Narcissus /n?:r's?s?s/ is a genus of mainly spring perennial plants in the Amaryllidaceae (amaryllis) family. Various common titles including daffodil,[notes 1] daffadowndilly,[3] narcissus, and jonquil are used to describe all or some members of the genus. Narcissus has conspicuous flowers with six petal-like tepals surmounted by the cup- or trumpet-shaped corona. The flowers are generally white or yellow (orange or pink in garden kinds), with either even or contrasting colored corona and tepals.
Narcissus were popular in historic civilisation, both and botanically medicinally, but formally explained by Linnaeus in his Types Plantarum (1753). The genus is generally considered to have about ten portions with roughly 50 species. The number of varieties has varied, depending about how they are categorised, due to similarity between hybridization and species. The genus arose time in the Late Oligocene to Early Miocene epochs, in the Iberian peninsula and adjacent regions of southwest Europe. The exact source of the true name Narcissus is undiscovered, but it is often associated with a Greek expression for intoxicated (narcotic) and the misconception of the young ones of that name who fell in love with his own reflection. The English phrase 'daffodil' appears to be produced from "asphodel", with which it was likened commonly.

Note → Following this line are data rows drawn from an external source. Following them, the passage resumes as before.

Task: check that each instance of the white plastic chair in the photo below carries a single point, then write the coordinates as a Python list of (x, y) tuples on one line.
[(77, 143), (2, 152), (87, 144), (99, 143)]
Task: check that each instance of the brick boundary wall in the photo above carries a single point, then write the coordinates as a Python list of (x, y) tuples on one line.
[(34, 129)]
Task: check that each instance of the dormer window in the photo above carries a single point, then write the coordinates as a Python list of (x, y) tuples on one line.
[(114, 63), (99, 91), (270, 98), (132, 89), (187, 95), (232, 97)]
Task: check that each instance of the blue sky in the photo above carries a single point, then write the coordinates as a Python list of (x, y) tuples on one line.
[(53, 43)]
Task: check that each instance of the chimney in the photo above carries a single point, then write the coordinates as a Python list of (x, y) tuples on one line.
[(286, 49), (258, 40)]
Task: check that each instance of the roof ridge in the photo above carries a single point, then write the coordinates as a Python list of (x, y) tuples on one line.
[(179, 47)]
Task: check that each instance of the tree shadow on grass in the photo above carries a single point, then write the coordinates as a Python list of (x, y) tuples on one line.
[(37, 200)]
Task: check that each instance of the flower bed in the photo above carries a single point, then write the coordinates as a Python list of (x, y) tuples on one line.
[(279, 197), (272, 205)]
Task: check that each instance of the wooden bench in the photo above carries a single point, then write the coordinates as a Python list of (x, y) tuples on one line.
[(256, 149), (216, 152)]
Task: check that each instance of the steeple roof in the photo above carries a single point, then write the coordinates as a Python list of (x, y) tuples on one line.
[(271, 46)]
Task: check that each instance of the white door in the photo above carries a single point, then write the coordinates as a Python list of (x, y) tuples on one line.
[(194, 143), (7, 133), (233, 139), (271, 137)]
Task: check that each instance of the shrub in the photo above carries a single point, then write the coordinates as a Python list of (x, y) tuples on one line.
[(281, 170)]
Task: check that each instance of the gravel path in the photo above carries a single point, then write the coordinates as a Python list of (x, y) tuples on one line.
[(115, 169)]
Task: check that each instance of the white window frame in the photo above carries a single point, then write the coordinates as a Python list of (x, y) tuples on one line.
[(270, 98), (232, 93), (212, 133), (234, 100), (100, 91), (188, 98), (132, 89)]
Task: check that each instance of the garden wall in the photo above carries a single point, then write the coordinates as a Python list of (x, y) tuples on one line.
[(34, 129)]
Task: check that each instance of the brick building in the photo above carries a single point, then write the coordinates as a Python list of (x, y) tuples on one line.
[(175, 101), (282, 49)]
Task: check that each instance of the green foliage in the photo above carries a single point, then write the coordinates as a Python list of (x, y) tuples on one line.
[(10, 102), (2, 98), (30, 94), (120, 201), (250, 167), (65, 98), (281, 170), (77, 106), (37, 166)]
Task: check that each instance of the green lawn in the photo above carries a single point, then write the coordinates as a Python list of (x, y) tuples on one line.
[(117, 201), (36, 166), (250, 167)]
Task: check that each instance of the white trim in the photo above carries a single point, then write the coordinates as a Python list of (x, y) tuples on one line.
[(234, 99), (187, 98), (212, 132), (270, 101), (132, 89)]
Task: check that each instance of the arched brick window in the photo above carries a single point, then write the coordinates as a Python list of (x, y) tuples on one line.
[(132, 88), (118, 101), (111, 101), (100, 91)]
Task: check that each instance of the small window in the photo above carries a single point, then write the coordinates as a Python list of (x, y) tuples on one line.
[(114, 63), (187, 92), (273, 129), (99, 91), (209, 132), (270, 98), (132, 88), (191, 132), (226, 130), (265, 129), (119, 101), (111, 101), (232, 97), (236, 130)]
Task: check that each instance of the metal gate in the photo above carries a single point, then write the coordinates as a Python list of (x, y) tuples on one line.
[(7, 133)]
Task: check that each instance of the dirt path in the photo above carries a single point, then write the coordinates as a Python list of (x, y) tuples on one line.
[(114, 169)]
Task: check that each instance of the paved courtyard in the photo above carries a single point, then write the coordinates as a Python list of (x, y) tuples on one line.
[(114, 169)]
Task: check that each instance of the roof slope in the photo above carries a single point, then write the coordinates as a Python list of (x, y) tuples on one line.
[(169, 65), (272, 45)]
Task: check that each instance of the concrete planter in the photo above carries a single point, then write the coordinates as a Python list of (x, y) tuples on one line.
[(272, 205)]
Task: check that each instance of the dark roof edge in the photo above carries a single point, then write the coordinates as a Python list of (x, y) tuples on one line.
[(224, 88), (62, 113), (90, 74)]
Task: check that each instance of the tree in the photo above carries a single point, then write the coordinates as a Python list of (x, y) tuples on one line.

The varieties are native to meadows and woods in southern Europe and North Africa with a centre of diversity in the American Mediterranean, particularly the Iberian peninsula. Both wild and cultivated plants have naturalised widely, and were presented in to the ASIA to the tenth hundred years prior. Narcissi have a tendency to be long-lived bulbs, which propagate by division, but are insect-pollinated also. Known pests, disorders and diseases include viruses, fungi, the larvae of flies, nematodes and mites. Some Narcissus species have grown to be extinct, while others are threatened by increasing tourism and urbanisation.
Historical accounts suggest narcissi have been cultivated from the initial times, but became increasingly popular in Europe after the 16th hundred years and by the later 19th century were an important commercial crop centred mainly on holland. Today narcissi are popular as cut bouquets and since ornamental plants in private and open public gardens. The long history of breeding has resulted in thousands of different cultivars. For horticultural purposes, narcissi are categorized into divisions, covering a wide range of colours and shapes. Like other members of the family, narcissi produce a true number of different alkaloids, which provide some protection for the plant, but may be poisonous if accidentally ingested. This property has been exploited for medicinal use within traditional healing and has resulted in the production of galantamine for the treating Alzheimer's dementia. Long celebrated in books and skill, narcissi are associated with a true number of themes in different cultures, ranging from fatality to fortune, and as icons of spring. The daffodil is the countrywide blossom of Wales and the image of cancer charities in many countries. The looks of the outrageous flowers in spring and coil is associated with festivals in many places.
Narcissus is a genus of perennial herbaceous bulbiferous geophytes, dying again after flowering to a underground storage light bulb. They regrow in the next yr from brown-skinned ovoid lights with pronounced necks, and reach heights of 5-80 cm depending on species. Dwarf kinds such as N. asturiensis have a maximum level of 5-8 cm, while Narcissus tazetta may grow as extra tall as 80 cm.
The plants are scapose, having an individual central leafless hollow flower stem (scape). Several green or blue-green, thin, strap-shaped leaves occur from the light. The plant stem usually bears a solitary rose, but sometimes a cluster of bouquets (umbel). The bouquets, which are conspicuous and white or yellowish usually, sometimes both or almost never renewable, consist of a perianth of three parts. Closest to the stem (proximal) is a floral pipe above the ovary, then an external ring composed of six tepals (undifferentiated sepals and petals), and a central disc to conical molded corona. The flowers may hang up down (pendent), or be erect. You will discover six pollen bearing stamens bordering a central style. The ovary is second-rate (below the floral parts) comprising three chambers (trilocular). The fruit contains a dried up capsule that splits (dehisces) launching numerous black seed products.
The bulb lays dormant after the leaves and blossom stem die back and has contractile roots that pull it down further in to the soil. The bloom leaves and stem form in the bulb, to emerge the next season. Most kinds are dormant from warmer summer months to later winter, flowering in the spring, though a few varieties are autumn flowering.